Fall is here...
...and that means it’s time to start planting bulbs. Here is a sampling of bulbs that will look wonderful in your spring garden. Although there are dozens of types of bulbs, some classified as corms, tubers and rhizomes, I’m only going to concentrate here on the most popular and easiest to grow bulbs. Also I would suggest before you pop that bulb in it’s hole that you toss in a small handful of a “Bulb Booster” which you can find at most hardware stores. It’s certainly not required but as the name implies, it’ll give your bulbs a boost in the spring. A helpful hint...if you want that "natural" look of a mass of any bulb...toss a handful in the air and plant where they fall.
Daffodils (Narcissus) - Always a favorite and as with most bulbs, they multiply year after year, which is called naturalizing. Deer don’t like Daffodils so that’s a plus too. The negatives of Daffodils to me, is their foliage...in the spring after they finish blooming, their foliage lingers on for a long time and that can make your garden look messy. What I suggest is planting Daffodils near plants whose foliage will come up after the Daffodils have bloomed and hide the foliage... hostas, astilbes, ferns and peonies are great to hide the foliage. If that’s not possible, I suggest you draw up the foliage and tie it off, either with a rubber band, piece of string or by tying the foliage into a knot. It’s important, with any bulb, not to trim off their foliage before it ripens and dies...that foliage is key to what feeds and nourishes the bulb for the next season. Plant 6 to 7 inches deep pointed side up, 1 to 3 inches apart.
Tulips (Tulipa)- Also known as deer candy, if deer are present in your yard, I don’t suggest Tulips, unless you spray because they LOVE them. I take a chance and plant some but closer to the house and in the back of a garden where it’s harder to reach. If you do plant Tulips, look for varieties that bloom at different times during the spring so you have a long lasting display. Plant 8 inches deep, pointed side up. Tulips can be thickly planted with no ill effect on bloom size and close spacing enhances their impact.
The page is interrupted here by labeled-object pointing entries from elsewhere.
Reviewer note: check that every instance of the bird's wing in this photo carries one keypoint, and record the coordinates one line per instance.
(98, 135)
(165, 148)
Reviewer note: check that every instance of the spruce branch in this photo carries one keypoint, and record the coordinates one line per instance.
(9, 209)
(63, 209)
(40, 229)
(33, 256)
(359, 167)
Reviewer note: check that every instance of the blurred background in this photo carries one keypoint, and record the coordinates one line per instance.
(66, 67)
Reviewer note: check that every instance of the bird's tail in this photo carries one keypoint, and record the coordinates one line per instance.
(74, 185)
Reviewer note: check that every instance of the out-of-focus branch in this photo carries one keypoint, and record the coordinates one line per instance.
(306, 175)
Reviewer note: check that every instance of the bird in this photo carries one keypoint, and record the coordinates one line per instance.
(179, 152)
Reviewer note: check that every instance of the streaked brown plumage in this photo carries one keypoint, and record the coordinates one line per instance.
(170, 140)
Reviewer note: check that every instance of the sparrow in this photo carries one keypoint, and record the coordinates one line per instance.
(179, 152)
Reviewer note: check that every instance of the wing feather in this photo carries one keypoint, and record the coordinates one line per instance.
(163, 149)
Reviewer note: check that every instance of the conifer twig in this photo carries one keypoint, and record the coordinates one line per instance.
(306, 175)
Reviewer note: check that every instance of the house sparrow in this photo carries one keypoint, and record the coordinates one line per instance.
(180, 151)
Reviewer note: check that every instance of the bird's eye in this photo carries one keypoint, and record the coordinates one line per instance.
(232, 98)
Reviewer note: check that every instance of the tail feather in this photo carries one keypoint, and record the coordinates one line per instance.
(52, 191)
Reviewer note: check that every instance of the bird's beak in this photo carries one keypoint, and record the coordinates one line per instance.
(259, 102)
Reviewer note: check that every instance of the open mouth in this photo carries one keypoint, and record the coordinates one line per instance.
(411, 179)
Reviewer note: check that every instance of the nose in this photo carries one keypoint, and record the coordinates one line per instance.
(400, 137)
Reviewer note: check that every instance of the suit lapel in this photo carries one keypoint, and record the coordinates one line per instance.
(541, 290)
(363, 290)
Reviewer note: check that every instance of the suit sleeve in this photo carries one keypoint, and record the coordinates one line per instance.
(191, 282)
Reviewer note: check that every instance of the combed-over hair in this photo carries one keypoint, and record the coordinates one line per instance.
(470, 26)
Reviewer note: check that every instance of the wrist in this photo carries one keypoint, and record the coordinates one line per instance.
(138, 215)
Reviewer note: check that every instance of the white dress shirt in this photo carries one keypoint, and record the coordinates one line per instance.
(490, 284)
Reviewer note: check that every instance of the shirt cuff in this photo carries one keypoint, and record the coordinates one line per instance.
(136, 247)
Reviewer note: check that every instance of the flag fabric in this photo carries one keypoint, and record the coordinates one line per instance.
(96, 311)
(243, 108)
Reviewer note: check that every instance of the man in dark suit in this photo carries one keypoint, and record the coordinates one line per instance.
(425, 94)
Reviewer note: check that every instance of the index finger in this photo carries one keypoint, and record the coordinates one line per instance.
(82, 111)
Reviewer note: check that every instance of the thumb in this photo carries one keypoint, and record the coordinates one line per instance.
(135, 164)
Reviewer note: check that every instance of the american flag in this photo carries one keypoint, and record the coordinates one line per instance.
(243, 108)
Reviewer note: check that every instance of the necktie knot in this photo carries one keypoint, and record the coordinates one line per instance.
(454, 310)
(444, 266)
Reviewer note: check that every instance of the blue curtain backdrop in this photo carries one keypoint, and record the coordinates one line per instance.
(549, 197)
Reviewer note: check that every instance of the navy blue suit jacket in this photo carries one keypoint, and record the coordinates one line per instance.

Allium (Flowering onion) - Allium are lovely in the spring garden, producing showy 2 to 12 inch in diameter flower clusters rising on a single stalk. Alliums are sun lovers and most critters avoid this group, so you can plant with no worries. Plant to a depth of 6 to 8 inches depending on size of bulb.
Crocus (Crocus) - Delicate bowls of color in an otherwise drab landscape, these are the heralds of spring, one of the first plants to bloom in the garden. They are a sure sign that spring is on the way. Technically these are corms not bulbs but don’t worry about that. Plant them 3 to 4 inches deep in small groups.
Snowdrops (Galanthus) - Along with Crocuses nothing is more anticipated than the appearance of the first Snowdrops. Sometimes fragrant, these appear to be tiny bells on a graceful arching grass-like stem. Perfect for naturalizing in both sunny and shady locations. Plant these 4 inches deep, they do best when left undisturbed to form large clumps. I love them at the base of a stone wall.
Grape Hyacinths (Muscari) - Best when used as an edging plant, these are one of my favorites...like Crocuses, they are the staple for any spring garden. Small and compact, they thrive in sun or shade and tolerate practically any soil. Ideal partners with taller bulbs like daffodils and tulips. Most commonly, the color is in various shades of blue, they are also available in white. I think nothing is more charming than a bunch of Grape Hyacinths in a small vase. Their grass-like foliage disappears during the summer and reappears in the fall, making them the perfect plant to mark where you’ve planted other bulbs. Plant the bulbs to a depth of 2 to 3 inches deep.